Offensive turque en Syrie. Un nouvel espoir pour les djihadistes
Un djihadiste soutenu par la Turquie à Afrin, en mars 2018.

Dès que le président Donald Trump a ordonné le retrait des contingents américains opérant dans le nord de la Syrie, la Turquie s’est lancée dans une offensive contre une région dominée par les milices arabo-kurdes. Afin d’éclairer les aspects géopolitiques de cette invasion, Orient XXI s’est entretenu avec Salih Muslim, porte-parole du Parti de l’union démocratique, Fehim Taştekin, analyste et journaliste, Agit Polat, porte-parole du Conseil démocratique kurde en France et Raphaël Lebrujah qui se trouve sous les bombes à Qamishlo.

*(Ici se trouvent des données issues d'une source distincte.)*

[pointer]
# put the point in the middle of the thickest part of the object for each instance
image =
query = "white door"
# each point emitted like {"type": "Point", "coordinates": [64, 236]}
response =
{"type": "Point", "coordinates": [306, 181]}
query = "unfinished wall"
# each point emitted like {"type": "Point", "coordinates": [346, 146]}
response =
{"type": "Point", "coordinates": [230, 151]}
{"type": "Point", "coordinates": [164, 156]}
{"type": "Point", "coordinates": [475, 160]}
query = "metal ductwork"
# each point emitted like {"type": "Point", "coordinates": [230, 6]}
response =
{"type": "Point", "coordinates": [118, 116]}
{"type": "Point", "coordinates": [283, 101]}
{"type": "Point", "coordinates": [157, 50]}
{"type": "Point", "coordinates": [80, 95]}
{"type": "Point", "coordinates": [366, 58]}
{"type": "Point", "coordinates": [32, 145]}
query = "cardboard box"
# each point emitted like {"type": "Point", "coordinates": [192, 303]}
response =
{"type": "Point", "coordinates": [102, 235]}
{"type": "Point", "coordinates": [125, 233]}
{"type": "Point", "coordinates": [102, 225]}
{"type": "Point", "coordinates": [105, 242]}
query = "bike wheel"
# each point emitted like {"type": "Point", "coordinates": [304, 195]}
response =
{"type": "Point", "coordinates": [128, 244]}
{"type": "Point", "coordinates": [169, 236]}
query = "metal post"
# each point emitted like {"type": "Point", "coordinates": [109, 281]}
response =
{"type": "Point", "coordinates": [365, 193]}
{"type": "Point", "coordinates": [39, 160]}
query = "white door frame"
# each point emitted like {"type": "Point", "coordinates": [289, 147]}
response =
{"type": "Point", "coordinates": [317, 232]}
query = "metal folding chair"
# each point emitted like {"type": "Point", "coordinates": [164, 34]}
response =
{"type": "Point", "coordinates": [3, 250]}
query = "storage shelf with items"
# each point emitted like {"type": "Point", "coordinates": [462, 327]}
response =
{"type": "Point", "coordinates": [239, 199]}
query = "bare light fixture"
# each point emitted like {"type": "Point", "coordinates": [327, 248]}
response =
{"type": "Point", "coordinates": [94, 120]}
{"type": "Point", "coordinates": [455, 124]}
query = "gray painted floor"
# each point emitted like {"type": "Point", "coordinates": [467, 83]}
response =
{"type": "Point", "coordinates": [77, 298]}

LE RETRAIT DES ÉTATS-UNIS OUVRE LA PORTE À LA TURQUIE

Agit Polat, porte-parole du Conseil démocratique kurde en France (CDK-F). — Les Forces démocratiques syriennes (FDS) et l’autogouvernement ont toujours affirmé que les accords avec les États-Unis n’étaient que des accords tactiques et absolument pas une entente à portée stratégique. Nous savions que, tôt ou tard, les États-Unis se retireraient. Mais, aujourd’hui, nous nous sentons trahis. Ils ont rompu les accords que nous avions passés sur l’établissement d’une zone de sécurité. Les FDS ont respecté à la lettre ces accords. Ils se sont retirés de deux endroits importants : Serekeniye (Ras Al-Aïn) et Girî Spî (Tal Abyad) afin de permettre des patrouilles conjointes États-Unis-Turquie. La trahison des États-Unis a ouvert la porte à l’opération turque. Celle-ci a un objectif principal : anéantir l’autogouvernement pluraliste, pluricommunautaire et pluriconfessionnel qui a été mis en place dans le nord et l’est de la Syrie. La conséquence directe en sera un renforcement du djihadisme et du terrorisme.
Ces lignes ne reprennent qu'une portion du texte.